Wednesday, November 11, 2009

Fall on Your Knees by Ann Marie MacDonald


What makes a book 'original'?
Every plot conceivable has been done to death.
Every character imaginable has graced the pages of some novel or other.
Every emotion possible has been wrung out of the reader.
So why even write any more books? If it's all been done, why do it again?

A true pleasure of reading is finding that one novel in a thousand that manages to break free from the rest, that manages to startle and amuse within a familiar frameswork, that makes the old seem fresh. Fall on Your Knees is such a book.
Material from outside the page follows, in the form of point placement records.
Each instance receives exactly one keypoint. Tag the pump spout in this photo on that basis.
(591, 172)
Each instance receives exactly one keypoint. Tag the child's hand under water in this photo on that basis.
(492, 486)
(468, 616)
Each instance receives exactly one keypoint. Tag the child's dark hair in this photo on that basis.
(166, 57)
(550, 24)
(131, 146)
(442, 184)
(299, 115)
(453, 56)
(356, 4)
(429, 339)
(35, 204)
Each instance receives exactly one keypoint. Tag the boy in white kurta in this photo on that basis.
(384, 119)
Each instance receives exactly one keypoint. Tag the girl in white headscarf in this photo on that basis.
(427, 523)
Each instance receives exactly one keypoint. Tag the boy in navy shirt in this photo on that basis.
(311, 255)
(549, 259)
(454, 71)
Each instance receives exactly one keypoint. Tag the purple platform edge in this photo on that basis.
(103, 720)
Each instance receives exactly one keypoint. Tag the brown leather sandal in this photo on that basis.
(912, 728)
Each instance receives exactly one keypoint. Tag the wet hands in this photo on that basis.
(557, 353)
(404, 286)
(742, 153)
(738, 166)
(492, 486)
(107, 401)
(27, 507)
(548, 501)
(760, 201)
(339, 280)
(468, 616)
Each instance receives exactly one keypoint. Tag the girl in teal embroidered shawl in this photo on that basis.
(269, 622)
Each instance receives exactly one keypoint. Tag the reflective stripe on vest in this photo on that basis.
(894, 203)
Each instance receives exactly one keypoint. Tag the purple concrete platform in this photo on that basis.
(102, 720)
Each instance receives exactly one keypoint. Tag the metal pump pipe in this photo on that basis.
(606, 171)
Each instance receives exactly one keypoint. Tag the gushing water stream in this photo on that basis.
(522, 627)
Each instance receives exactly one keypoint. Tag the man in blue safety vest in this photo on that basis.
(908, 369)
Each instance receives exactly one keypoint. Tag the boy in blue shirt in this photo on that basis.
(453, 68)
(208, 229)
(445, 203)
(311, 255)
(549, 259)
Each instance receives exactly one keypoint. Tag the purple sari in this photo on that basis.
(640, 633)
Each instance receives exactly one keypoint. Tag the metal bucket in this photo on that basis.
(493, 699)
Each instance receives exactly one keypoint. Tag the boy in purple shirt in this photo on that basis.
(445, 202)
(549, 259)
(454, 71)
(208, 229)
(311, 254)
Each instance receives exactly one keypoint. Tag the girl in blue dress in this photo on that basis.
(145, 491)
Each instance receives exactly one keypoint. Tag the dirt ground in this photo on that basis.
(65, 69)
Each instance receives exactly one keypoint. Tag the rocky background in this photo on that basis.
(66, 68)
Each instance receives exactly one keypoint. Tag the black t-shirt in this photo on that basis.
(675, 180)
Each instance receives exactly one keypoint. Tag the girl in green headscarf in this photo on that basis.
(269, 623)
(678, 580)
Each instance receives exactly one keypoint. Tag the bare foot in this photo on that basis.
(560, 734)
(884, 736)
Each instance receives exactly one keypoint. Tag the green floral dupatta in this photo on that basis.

Fall on Your Knees follows the tribulations of the Pipers, an unusual family living in Cape Breton in the early twentieth centure. The patriarch is James, a former piano tuner, who married Materia, a thirteen-year-old Lebanese girl who is promptly disowned from her family. Resulting from this rather unhappy coupling: Kathleen, a girl with the voice of an angel; the devout and well-meaning Mercedes; the wild and possibly insane Frances; and the crippled yet miraculous Lily.

At its essence, this is a 'family drama', a novel that traces one family's life throughout its tumultuous history. There is absolutely nothing original about this theme. Ann-Marie MacDonald has accomplished something equally as fine and wonderful as Irving has often done; she has broken the bounds of the novel, making it read as if this was the first time anyone ever conceived of the idea.
As MacDonald drives the narrative, through the battlefields of World War One, into the great depression, and then veering into the worlds of New York and Harlem, she consistently delights the reader with fresh sub-plots and characters. As well, MacDonald refuses to judge her characters. She leads us through the despicable acts of James and Frances, the self-pitying laments of Mercedes, the class hatred and eventual rebirth of Kathleen, all without a moment's disdain or loathing. The characters are all deeply flawed, but MacDonald refuses to sentimentalize or soften them. For better or for worse, they are who they are.

Fall on Your Knees has moments of remarkable vision, and easily holds its own against any of the more established novelists of today. It is a treasure of a novel, and MacDonald will have a difficult time if she ever wants to top it.